For the same specs at fly.io, it'd be ~$22/mo not including any bandwidth. It could be less if it scales to zero/auto stops.
I recently tried experimenting with two different projects at fly. One was an attic server to cache packages for NixOS. Only used by me and my own vms. Even with auto scaling to zero, I think it was still around $15-20/mo.
The other was a fly gpu machine with Ollama on it. The cold start time + downloading a model each time was kind of painful, so I opted for just adding a 100gb volume. I don't actually remember what I was paying for that, but probably another 20/mo? I used it heavily for a few days to play around and then not so much later. I do remember doing the math and thinking it wouldn't be sustainable if I wanted to use it for stuff like home-assistant voice assistant or going through pdfs/etc with paperless.
On their own, neither of these are super expensive. But if I want to run multiple home services, the cost is just going to skyrocket with every new app I run. If I can rent a decent dedicated server for $100-$200/mo, then I at least don't have to worry about the cost increasing on me if a machine never scales to zero due to a healthcheck I forgot about or something like that.
Sorry if it's a bit rambly, happy to answer questions!
I would be curious how the Attic server would have gone with a Tigris bucket and local caching.

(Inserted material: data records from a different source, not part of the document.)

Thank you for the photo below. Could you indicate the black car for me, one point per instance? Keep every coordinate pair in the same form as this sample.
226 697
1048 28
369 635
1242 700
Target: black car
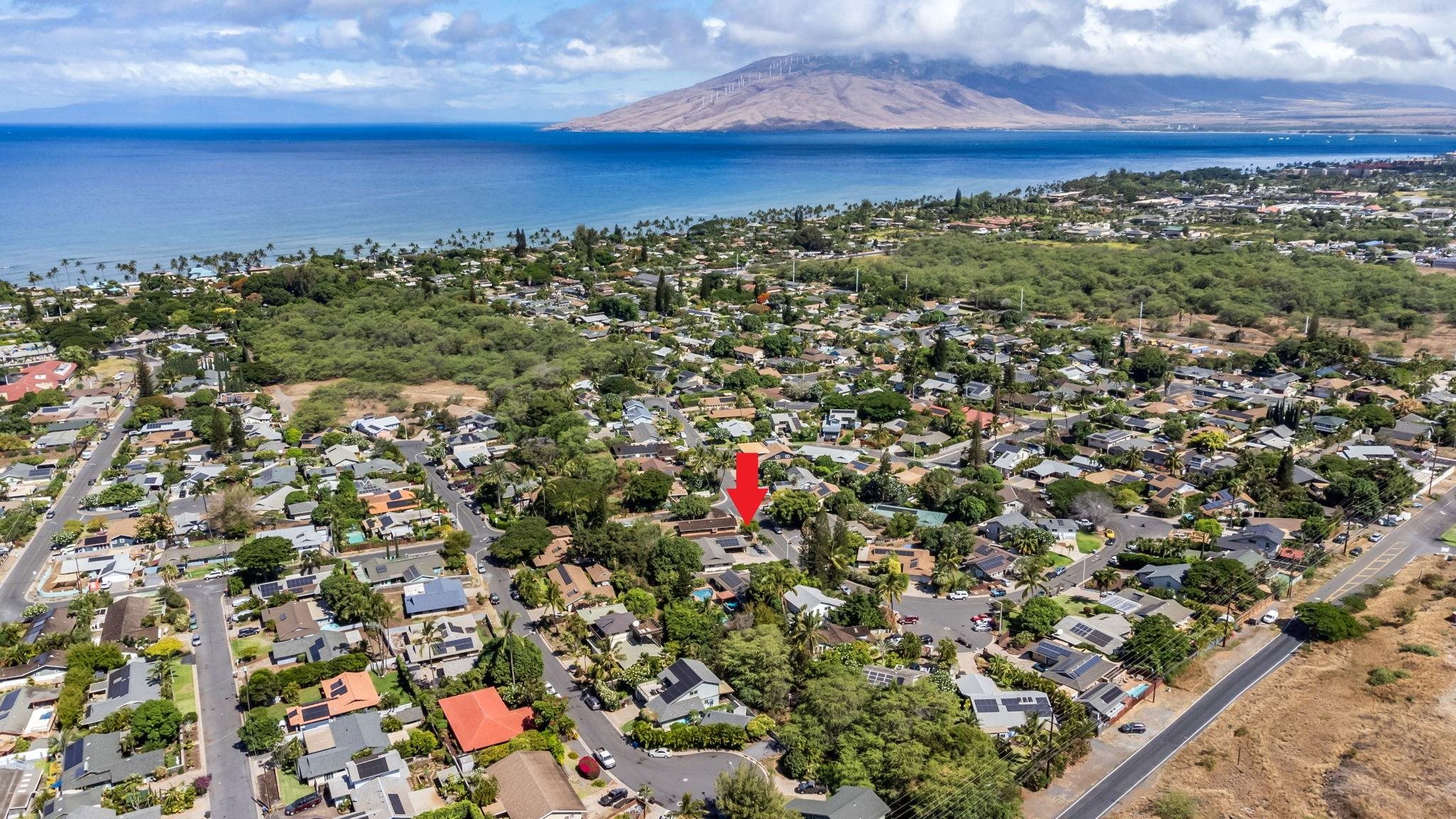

Not sure how hard that is to pull off, but Tigris should be substantially cheaper than our NVMes and if you don't really NEED the io performance you're not getting anything for that money. Which is a long winded way of saying "we aren't great at block storage for anything but OLTP workloads and caches".
One thing we've struggled to communicate is how _cheap_ autosuspend/autostop make things. If that Machine is alive for 8 hours per day you're probably below $8/mo for that config. And it's so fast that it's viable for it to start/stop 45 times per day.
It's kind of hard to make the thing stay alive with health checks, unless you're meaning external ones?
We are suboptimal for things that make more sense as a bunch of containers on one host.
I'll have to look at autosuspend again too. I remember having autostop configured, but not autosuspend. I could see that helping with start times a lot for some stuff. It's not supported on GPU machines though, right? I thought I read that but don't see it in the docs at a quick glance.
> It's kind of hard to make the thing stay alive with health checks, unless you're meaning external ones?
Sorry, I did mean external healthchecks. Something like zabbix/uptimekuma. For something public facing, I'd want a health check just to make sure it's alive. With any type of serverless/functions, I'd probably want to reduce the healthcheck frequency to avoid the machine constantly running if it is normally low-traffic.
> We are suboptimal for things that make more sense as a bunch of containers on one host.
I think my ideal offering would be something where I could install a fly.io management/control plane on my own hardware for a small monthly fee and use that until it runs out of resources. I imagine it's a pretty niche case for enterprise unless you can get a bunch of customers with on-prem hardware, but homelabbers would probably be happy.